Homeless in Vancouver: What’s the meaning of this shopping cart?

Even more-or-less empty, the humble shopping cart is still full of meaning, or irony—or both.

To almost anyone, the cart I saw Saturday night sitting abandoned on a Fairview street corner would mean poverty and homelessness.

The irony, of course, is that shopping carts aren’t supposed to be about poverty. Quite the opposite; they’re designed to help people with money buy things.

And the fact is the abandoned shopping cart still does represent consumerism and middle-class affluence. It means all that and more. That’s because the shopping cart as a symbol has achieved a kind of super iconic status allowing it to stand for the whole Western way of life.

And there’s still room for a sack of potatoes on the bottom.

Talk about overloading your cart

The North American steel-wire nesting shopping cart  is so much a feature of post-World War Two consumerism—of supermarkets and suburbs—that it has become one of the most enduring symbols of the Western style of living.

It symbolizes both our affluence and our poverty. In real life and even on the Internet, it has become one of the symbols for “having”.

Inside the context of a shopping environment, where it belongs, it represents the “haves”. Outside. on a street corner, say Spruce Street and 8th Avenue, it represents the “have-nots”.

Proving once again that context is everything.

And if for no other reason than it’s out of context—putting aside the connotation of homelessness—the residents of this neighbourhood will see this abandoned cart as an eyesore.

It is not intrinsically ugly, it’s inappropriate-ugly: it doesn’t belong where it is; like a car on blocks in a front yard or Spandex bicycle shorts on a lot of people.

How it “hurts” to see homelessness

Another reason people might want to see this abandoned shopping cart gone is the stress-inducing cognitive dissonance it embodies—the inherent mental stress of conflicting ideas and desires that people living in cities have to contend with every day.

It might be more to the point for me to say “homeless people” in place of “abandoned shopping cart” because an abandoned shopping cart with plastic bags and garbage in the basket says “homeless person” loud and clear, much the way police cars mean police officers.

The sight of a homeless person with a shopping cart, or a person with a shopping cart who “presents” as homeless, triggers a kaleidoscope of conflicting ideas and emotions: social inequity, the welfare state, the gap between rich and poor, contempt and pity, compassion and revulsion, empathy and fear.…

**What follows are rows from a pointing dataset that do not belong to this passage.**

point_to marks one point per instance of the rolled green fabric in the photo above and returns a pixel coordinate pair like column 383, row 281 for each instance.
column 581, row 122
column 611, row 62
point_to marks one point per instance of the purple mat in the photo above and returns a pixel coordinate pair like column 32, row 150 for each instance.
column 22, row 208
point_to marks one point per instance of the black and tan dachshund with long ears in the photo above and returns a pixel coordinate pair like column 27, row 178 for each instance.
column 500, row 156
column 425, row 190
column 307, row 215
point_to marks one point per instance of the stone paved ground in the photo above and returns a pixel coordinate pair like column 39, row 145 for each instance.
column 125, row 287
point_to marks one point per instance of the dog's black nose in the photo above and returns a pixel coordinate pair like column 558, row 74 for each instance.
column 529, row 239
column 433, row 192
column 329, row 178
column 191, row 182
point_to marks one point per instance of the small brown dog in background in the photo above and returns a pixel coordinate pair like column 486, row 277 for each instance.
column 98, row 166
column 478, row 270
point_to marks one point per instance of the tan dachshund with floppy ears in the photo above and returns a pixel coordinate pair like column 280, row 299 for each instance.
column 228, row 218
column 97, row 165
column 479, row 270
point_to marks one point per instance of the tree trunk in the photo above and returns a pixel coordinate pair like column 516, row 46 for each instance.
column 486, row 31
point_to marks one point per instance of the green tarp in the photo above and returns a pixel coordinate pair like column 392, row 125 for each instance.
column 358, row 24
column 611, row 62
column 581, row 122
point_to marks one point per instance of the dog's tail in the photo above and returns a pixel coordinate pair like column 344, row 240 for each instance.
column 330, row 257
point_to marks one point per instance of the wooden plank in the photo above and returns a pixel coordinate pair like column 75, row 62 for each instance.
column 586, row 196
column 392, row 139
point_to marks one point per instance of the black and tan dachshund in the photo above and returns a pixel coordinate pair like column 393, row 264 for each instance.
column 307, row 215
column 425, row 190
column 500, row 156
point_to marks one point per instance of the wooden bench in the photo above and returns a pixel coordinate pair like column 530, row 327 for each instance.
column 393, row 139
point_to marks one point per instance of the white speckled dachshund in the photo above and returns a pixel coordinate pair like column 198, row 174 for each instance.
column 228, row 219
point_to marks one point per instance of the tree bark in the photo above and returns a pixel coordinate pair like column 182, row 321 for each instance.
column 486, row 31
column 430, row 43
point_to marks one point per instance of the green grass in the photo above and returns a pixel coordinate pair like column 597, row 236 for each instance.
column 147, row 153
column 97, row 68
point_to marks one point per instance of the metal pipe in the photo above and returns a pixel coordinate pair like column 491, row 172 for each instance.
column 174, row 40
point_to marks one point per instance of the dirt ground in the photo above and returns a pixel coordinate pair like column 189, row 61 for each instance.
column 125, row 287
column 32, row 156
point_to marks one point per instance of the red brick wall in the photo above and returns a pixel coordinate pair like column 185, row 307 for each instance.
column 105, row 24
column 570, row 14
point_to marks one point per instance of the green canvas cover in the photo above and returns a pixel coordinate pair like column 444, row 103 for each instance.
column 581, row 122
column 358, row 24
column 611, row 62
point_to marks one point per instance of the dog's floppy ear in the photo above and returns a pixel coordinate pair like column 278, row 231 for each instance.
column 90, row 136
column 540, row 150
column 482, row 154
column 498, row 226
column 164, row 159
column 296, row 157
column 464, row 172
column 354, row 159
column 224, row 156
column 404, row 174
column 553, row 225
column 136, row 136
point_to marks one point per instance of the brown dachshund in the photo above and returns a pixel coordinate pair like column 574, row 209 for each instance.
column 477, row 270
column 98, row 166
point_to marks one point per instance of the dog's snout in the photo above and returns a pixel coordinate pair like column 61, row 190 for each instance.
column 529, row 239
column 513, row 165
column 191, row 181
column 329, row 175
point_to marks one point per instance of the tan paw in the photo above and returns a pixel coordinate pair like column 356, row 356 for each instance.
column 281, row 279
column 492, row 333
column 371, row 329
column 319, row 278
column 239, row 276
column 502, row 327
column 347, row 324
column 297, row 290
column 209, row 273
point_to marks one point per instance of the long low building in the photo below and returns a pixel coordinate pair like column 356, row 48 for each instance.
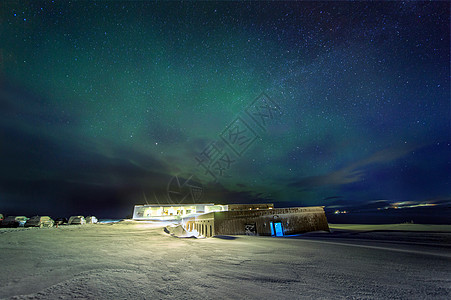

The list will be endlessly different for different people, and perhaps changing over time—the commonality being the duality of engendered feelings.

People want to help us, kick us, ignore us, engage us, and avoid us all at the same time. Ouch. That’s gotta hurt!

Until contradictory ideas are reconciled, we just keep turning them over and over in our minds, whether we realize it or not. This induces stress which causes real hurtful emotional discomfort.

One way to reconcile contradictory ideas and reduce the associated stress is to make the things that cause the bad feelings go away.

Hence I really believe a major driver behind policies to get homeless people off the street may be that the very sight of us makes non-homeless people so uncomfortable.

For the moment, let’s just say that if Monday morning that grotty shopping cart is gone, I’m sure all the people living in the surrounding condos will breathe a sigh of relief for any number of reasons.